Estaban fabricadas por «playmobil» la internacionalmente reconocida marca alemana; cualquiera de nosotros que hayamos tenido la experiencia de manipular un «playmobil» —sea para uso propio cuando fuimos niños o como obsequios para nuestros hijos, sobrinos o ahijados— sabemos que son juguetes muy atractivos, de impecable diseño, y que vienen embalados en cajas de diversos formatos, de acuerdo al tamaño del artículo y al despliegue de accesorios del set que contienen, y que, por lo general, es preciso armar y ensamblar las piezas para obtener el resultado exhibido en las fotografías del packaging. Esa característica es parte de la idea: ya desde el primer contacto son juguetes pensados para interactuar con ellos.

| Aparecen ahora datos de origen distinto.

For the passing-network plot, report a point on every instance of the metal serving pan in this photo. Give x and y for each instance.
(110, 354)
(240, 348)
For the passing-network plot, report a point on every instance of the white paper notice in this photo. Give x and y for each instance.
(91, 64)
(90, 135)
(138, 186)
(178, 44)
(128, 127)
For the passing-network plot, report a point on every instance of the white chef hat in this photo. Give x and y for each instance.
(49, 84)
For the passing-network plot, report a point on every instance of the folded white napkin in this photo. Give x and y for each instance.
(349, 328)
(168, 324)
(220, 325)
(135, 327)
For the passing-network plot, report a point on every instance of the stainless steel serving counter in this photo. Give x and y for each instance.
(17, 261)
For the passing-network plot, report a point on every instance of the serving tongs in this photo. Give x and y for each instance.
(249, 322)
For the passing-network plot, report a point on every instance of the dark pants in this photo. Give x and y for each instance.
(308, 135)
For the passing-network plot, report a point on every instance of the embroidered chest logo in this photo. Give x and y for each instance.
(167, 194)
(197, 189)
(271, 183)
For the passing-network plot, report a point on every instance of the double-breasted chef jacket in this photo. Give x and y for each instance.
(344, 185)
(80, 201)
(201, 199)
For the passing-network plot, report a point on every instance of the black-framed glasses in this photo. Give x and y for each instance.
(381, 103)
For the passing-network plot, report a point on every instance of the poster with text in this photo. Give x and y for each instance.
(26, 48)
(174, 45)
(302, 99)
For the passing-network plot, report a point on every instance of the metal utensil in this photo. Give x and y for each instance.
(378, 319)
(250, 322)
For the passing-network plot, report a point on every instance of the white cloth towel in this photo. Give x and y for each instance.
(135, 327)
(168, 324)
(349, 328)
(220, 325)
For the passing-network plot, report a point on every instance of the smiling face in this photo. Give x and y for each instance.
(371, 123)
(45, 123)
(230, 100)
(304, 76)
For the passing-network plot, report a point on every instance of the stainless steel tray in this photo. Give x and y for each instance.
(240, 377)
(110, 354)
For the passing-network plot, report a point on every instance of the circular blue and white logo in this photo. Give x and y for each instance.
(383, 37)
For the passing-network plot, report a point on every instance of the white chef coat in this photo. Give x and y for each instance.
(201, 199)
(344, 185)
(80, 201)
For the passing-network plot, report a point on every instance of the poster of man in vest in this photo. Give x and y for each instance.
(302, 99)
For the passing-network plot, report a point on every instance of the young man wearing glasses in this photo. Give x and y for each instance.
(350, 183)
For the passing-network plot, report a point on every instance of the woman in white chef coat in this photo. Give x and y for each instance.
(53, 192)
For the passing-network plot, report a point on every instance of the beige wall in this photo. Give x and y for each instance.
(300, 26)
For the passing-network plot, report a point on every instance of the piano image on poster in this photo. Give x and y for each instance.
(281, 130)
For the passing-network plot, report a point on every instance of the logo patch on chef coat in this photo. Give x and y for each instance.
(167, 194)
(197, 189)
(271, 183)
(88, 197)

Al diseñar los «klicky» —los característicos muñequitos articulados, iconos de la marca— Hans Beck parece haberse inspirado en la rica tradición artesanal germana destinada a los niños, manifestada en multitud de artículos navideños y juguetes artesanales, basados en la simplicidad morfológica y la riqueza cromática. Beck logra encanto y expresividad con mínimos recursos formales de matriz geométrica: cuerpos estilizados con brazos y piernas movibles; caritas redondas desprovistas de nariz, con grandes ojos y afables sonrisas de medialuna; manos aptas para asir accesorios diversos que identifican la enorme variedad de actividades humanas representadas en los sets.

Angelitos músicos. Artesanía navideña en madera policromada, Alemania, circa 1950.
«Klicky» de «playmobil». Diseño de Hans Beck, Alemania, circa 1972.

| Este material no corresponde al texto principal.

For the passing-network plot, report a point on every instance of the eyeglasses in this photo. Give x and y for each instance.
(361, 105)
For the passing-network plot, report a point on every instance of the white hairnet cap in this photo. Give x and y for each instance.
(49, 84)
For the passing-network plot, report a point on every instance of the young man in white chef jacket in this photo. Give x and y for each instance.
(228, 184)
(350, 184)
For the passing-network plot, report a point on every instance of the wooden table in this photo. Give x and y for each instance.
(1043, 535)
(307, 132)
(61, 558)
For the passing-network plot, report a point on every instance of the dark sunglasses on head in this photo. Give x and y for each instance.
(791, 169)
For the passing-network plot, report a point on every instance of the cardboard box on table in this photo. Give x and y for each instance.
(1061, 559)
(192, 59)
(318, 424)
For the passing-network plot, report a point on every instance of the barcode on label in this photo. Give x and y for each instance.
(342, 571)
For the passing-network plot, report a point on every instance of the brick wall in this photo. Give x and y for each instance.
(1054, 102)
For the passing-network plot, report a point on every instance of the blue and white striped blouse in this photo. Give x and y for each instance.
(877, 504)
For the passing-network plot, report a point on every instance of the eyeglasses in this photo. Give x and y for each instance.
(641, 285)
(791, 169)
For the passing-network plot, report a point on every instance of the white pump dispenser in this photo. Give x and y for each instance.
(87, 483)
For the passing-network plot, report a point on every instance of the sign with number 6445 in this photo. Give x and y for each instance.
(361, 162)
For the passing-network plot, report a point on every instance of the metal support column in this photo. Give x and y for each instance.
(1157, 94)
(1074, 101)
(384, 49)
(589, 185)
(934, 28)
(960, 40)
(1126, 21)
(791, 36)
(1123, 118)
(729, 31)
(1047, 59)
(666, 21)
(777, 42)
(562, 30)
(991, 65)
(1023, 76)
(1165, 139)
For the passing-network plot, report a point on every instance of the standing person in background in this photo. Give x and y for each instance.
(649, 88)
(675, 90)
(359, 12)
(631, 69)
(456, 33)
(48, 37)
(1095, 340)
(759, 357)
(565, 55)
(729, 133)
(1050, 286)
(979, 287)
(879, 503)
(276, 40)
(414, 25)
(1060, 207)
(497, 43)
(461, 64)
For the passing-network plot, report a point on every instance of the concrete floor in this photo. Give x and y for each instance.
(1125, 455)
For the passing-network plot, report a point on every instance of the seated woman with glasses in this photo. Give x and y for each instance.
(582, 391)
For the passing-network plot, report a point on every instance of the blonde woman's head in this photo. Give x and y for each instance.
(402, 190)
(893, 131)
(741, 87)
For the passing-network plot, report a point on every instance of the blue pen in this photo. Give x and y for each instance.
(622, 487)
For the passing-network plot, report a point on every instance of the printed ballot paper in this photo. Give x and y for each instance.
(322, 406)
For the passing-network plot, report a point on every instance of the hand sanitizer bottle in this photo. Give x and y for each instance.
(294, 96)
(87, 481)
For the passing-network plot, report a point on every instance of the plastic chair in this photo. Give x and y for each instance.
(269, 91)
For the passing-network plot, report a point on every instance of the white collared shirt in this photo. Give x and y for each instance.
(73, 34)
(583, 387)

Los diseñadores podemos apreciar la excelencia de forma y función de estos juguetes por su extraordinaria versatilidad en su aparente simplicidad. Desde una perspectiva comercial, por la resistencia al uso intensivo al que son sometidos los productos por parte de los implacables usuarios infantiles, representan casi una paradoja del marketing contemporáneo: nada de «obsolescencia programada». Son juguetes «programados» para durar.

El cántaro y la fuente… o los juguetes y el uso

A pesar de todas las previsiones de los diseñadores y los fabricantes, unos juguetes modulares con multiplicidad de partes móviles, que pueden armarse y desarmarse asiduamente y plegarse y desplegarse indefinidamente al compás de las necesidades, exigencias y apetencias lúdicas de los niños, en algún momento pueden sufrir algún desperfecto irreparable. Y ese momento, para aquellas maravillas del espacio sideral/cuarto de juegos, finalmente llegó: sus preciosas puertas/escalera de quita y pon rebatibles sufrieron la rotura de algunas bisagras de anclaje a las naves, después del plegado/desplegado número mil uno, por lo cuál tratándose de monopiezas moldeadas en plástico, eso implicaba que ya no se podían usar según las previsiones del diseño y los deseos del frustrado niño.

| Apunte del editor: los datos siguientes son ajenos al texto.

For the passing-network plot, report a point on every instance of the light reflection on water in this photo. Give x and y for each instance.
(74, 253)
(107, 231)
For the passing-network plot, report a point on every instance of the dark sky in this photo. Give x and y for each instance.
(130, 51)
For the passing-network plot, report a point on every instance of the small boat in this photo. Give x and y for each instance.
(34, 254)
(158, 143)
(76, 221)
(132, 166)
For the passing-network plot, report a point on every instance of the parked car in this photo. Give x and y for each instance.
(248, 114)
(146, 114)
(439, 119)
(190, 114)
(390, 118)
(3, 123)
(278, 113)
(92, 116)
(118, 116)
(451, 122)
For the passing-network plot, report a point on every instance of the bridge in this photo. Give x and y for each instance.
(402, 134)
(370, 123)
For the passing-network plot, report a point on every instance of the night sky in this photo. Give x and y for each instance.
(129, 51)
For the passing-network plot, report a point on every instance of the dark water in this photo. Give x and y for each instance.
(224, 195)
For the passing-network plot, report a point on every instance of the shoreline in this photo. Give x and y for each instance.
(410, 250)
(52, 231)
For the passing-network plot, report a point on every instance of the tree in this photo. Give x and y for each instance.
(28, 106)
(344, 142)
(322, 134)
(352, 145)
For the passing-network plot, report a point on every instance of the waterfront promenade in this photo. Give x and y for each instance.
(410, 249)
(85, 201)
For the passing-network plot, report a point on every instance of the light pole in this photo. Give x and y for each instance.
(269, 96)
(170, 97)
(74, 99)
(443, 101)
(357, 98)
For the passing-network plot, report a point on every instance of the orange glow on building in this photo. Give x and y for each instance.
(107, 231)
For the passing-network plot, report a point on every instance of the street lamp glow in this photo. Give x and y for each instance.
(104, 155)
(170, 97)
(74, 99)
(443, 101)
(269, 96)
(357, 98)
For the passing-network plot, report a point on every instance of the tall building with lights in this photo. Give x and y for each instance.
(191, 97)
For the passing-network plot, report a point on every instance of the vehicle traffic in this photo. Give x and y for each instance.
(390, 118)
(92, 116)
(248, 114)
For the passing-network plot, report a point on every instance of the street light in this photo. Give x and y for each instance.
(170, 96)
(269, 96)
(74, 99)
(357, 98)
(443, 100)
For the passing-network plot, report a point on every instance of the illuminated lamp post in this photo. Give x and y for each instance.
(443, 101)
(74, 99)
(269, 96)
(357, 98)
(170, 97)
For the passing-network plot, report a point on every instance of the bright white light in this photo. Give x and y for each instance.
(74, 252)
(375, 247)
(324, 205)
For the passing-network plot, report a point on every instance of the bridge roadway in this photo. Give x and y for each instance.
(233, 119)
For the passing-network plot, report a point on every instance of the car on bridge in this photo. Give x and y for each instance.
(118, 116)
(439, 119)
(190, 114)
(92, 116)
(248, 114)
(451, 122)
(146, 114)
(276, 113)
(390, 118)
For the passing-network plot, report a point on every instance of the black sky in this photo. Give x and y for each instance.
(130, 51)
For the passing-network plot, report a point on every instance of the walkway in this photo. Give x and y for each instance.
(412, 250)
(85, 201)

Aún cuando no revestían un carácter definitivo, pues no anulaban la operatividad completa de las naves ni mucho menos, indudablemente, los desperfectos habían contrariado y afligido al pequeño poseedor. El hechizo en cierto modo también se había roto junto con esas piezas, pues los juguetes repentinamente limitados en sus funciones ya no eran lo mismo. De modo que había que intentar devolver al niño la sonrisa perdida. Pero las cosas no pintaban tan sencillas: en el mercado local no se podían conseguir piezas de repuesto, como se pudo verificar al consultar al importador.

Nunca digas nunca

Llegado este punto, había dos posibilidades: a) resignarse y aceptar los designios del Destino, asumiendo la inexorable finitud de los juguetes en su cotidiana confrontación con los factores imponderables del uso; ó b) intentar revertir la situación apelando a instancias superiores. Esto es, intentar establecer contacto con el fabricante en sus lejanas tierras teutónicas, para exponerle tan particularísimo caso y la imposibilidad fáctica de conseguir los repuestos, aspirando a su comprensión. Con la fantasía y la esperanza de restituir a los averiados juguetes el esplendor perdido y a su poseedor, la sonrisa ídem.

Había algunas complicaciones: ¡No había e-mail, ni Web! Estamos hablando de un —hoy inconcebible— planeta pre-Internet. Lo que suponía redactar una carta, mecanografiarla en papel, introducirla en un sobre, pegarle un sello postal del valor adecuado y despacharla por correo aéreo; una tediosa secuencia de procedimientos analógicos, por una causa con escasos argumentos de defensa, pues las averías fueron el resultado del uso, no de alguna defección claramente atribuible a los productos que pudiera ser demostrada más allá de cualquier duda razonable… Una «causa perdida» clásica. Precisamente ese aspecto de aventura con final abierto fue determinante para decidirlo.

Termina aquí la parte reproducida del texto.